Так вот почему у нас такое развитое богословие Евхаристии, как мне кажется. Нередко бывает так, что у живого организма (а мы ведь считаем Церковь именно такой), если он лишился каких-то своих качеств (зрения, например), в виде компенсации развиваются другие (например, слух). Было бы неверным утверждать, что Церковь начисто забыла, скажем, заповеди блаженства, но наивно отрицать, что они не имеют для неё основного значения. В самом деле, при поставлении на иерархические степени церковного служения обычно мало интересует, насколько успешно ставленник реализовал в своей жизни заповеди о нищих, миротворцах, плачущих, алчущих правды и т.д. Гораздо важнее, чтобы он умел совершать богослужение. Исполнение Христовых заповедей, касающихся нравственного совершенствования - работа тяжелая, кропотливая, с неочевидным и негарантированным результатом. Другое дело - ястие и питие в Его воспоминание, как было заповедано на Тайной вечере.

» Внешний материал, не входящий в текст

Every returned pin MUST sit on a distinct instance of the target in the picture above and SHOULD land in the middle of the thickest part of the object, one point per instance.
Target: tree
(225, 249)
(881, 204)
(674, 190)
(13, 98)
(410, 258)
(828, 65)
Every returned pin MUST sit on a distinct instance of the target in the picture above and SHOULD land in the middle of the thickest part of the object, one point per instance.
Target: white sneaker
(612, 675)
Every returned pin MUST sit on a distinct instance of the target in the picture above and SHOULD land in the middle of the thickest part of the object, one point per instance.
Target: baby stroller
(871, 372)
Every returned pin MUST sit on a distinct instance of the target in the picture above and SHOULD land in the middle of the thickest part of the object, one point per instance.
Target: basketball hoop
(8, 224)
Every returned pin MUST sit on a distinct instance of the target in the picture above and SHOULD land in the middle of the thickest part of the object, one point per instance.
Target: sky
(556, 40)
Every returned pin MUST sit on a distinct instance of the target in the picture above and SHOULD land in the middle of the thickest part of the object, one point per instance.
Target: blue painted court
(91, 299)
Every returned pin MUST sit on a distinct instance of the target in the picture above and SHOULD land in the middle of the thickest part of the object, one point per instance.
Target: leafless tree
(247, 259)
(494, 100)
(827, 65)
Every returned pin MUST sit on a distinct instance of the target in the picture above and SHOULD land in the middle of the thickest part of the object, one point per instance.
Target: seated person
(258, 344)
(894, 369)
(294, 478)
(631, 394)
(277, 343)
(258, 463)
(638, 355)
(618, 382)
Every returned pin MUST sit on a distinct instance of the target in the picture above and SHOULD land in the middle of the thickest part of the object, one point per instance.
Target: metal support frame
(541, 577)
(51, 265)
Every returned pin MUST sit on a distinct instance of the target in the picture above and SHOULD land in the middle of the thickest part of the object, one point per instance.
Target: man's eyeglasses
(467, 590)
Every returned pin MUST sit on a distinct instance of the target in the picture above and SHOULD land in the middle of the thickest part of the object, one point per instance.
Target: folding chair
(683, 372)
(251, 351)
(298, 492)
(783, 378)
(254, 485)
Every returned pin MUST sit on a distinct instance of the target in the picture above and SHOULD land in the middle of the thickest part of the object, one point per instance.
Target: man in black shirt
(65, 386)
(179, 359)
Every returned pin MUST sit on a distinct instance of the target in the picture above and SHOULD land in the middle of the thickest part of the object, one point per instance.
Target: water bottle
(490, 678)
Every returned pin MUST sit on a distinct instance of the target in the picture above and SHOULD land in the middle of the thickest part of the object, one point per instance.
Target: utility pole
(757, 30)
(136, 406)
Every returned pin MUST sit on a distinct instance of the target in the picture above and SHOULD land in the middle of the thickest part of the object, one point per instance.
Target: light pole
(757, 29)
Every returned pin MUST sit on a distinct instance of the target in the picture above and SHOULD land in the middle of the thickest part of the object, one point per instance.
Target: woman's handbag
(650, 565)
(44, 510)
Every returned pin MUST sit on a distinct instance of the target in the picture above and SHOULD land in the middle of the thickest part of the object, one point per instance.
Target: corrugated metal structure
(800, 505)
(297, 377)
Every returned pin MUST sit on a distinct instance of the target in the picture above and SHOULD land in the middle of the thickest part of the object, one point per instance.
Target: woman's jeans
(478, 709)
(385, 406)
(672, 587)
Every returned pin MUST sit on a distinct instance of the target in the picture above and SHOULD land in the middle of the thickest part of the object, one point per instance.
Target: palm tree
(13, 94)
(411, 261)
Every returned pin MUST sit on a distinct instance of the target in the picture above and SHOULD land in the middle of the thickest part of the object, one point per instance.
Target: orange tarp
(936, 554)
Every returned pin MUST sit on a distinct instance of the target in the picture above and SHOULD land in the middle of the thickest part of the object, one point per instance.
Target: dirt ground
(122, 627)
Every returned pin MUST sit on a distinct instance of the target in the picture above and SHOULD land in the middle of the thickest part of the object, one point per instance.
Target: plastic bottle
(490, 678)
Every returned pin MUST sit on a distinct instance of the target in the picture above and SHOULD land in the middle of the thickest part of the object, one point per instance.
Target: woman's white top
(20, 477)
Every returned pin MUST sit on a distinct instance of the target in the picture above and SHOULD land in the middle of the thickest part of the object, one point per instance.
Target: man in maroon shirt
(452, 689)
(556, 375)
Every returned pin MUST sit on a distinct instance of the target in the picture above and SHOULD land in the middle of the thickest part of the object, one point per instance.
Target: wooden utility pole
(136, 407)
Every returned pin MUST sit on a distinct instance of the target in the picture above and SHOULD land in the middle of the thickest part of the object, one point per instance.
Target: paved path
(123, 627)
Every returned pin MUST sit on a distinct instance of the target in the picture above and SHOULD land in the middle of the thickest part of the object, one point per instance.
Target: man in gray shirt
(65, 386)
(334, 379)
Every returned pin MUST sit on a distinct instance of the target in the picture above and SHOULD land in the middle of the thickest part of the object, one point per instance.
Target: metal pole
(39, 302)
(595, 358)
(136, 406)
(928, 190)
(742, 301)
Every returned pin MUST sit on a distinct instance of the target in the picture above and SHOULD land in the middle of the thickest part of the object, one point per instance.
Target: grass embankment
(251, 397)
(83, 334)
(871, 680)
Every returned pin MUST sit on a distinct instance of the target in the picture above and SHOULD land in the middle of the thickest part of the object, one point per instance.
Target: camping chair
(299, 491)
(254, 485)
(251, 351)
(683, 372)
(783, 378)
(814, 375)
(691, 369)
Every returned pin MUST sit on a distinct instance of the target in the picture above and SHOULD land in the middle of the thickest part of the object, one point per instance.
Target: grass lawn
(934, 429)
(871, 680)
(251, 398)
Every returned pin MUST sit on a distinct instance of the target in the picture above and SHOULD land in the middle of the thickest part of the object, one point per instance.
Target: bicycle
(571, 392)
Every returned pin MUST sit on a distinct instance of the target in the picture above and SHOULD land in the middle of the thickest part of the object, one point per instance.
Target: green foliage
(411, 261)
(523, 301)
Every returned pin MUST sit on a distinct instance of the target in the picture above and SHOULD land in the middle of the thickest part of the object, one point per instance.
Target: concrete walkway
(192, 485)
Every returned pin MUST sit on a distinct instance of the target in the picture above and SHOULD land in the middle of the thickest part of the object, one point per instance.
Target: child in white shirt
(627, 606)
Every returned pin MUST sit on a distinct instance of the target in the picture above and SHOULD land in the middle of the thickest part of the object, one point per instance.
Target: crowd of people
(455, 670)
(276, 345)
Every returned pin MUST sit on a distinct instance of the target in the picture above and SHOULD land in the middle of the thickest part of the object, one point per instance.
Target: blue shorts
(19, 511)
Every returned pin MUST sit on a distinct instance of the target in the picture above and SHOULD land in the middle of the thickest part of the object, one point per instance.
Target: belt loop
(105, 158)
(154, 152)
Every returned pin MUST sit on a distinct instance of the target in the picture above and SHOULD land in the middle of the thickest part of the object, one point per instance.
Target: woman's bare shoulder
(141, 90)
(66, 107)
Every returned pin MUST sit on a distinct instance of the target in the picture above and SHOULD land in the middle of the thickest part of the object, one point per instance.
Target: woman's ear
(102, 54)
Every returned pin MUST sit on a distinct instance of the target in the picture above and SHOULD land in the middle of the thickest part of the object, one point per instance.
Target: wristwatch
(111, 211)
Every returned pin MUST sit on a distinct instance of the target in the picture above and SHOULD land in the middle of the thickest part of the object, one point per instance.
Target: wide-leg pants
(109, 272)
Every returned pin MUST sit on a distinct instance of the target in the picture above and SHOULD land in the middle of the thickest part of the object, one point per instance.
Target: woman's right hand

Поэтому совершенно естественным образом исполнение именно этой заповеди, как самой легкой, стало самым главным для Церкви. Появились догматы и особое учение, богословские труды в их обоснование, полемика и её жертвы, всё это теснейшим образом переплелось с антропологией и сотериологией, и задвинуло нравственные максимы Иисуса на совершенно неподобающее им место - в лучшем случае они стали наравне с трехдневным постом и вычиткой правила частью мероприятий по подготовке к достойному участию в Евхаристии. Но мы-то знаем, что и пост перед причастием, и исповедь, и все эти многоэтажные правила к причащению - суть позднейшие придумки и, в общем-то, можно обойтись и без них. И как бы ни протестовала наша совесть (кто бы её ещё спрашивал), мы чувствуем и даже опытно знаем, что можно обойтись и без этих блаженных заповедей - в крайнем случае на помощь придёт исповедь, которая всё простит и переведёт через неудобные ступеньки кротости, милосердия и чистоты сердца. Главное - причаститься.
...Что в результате? В результате мы даже не сознаем того, насколько мы искалечили себя этой шкалой ценностей. А любая попытка задуматься на эту тему обречена.
Наша Церковь навсегда останется собранием едоков, и никогда не станет сообществом любящих сердец.